Todos de pé, bravo, tantos, uma ovação que faz derreter o azul e adoça o geométrico bicudo, ele a meio do sobrado do palco de braços a cristo recebe o teatro, o publico, as solistas, tudo lhe é.
Abre os olhos cego da luz da lanterna.
- Pai! Quantas vezes já lhe disse que não pode vir para aqui? Que isto é perigoso?
- Perigoso?
- Isto está a cair!!! E não volte a desaparecer!!! Vamos embora! Com este frio ainda apanha uma pneumonia!
- Mas tu não sabes? As solistas! Elas estão cá!
- Que solistas? O pai voltou a adormecer aqui! Que mania de voltar sempre aqui!
Pai e filho saíram de braço dado. O vento fininho soprava nas orelhas. Um frio dos diabos, disse o filho. Alguns papéis levantaram-se. Um deles era a anunciar para breve o concerto das quatro solistas.

4 comentários:

marisa disse...

Querida Gasolina,
Descobri hoje mais uma bela história tua.
Espero que esteja tudo bem contigo e a tua escrita da qual tenho saudades.
Beijos
marisa

C.G. disse...

Querida Marisa,

Saudades, saudades.

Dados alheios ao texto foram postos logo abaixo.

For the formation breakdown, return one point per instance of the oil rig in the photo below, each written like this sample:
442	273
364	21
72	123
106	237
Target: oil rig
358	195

Tanta.
Tudo bem comigo, espero que contigo também.
Aos poucos o regresso à luz do dia, ainda com passos pequeninos, muitas folhas a soltarem-se-me entre dedos.

Beijo e abraço apertado.

o Reverso disse...

neste momento estou podre de sono.

amanh, com capacidade para absorver o que escreveste, volto...

o Reverso disse...

hoje reli.

não vou ler o de cima já. virei ler depois. hoje quero ir mais uma vez com este. gostei muito (não é comentário que se faça, gostei muito e pronto, mais nada!?)

mas sim, gostei muito. não só do que contas mas também da maneira como contas.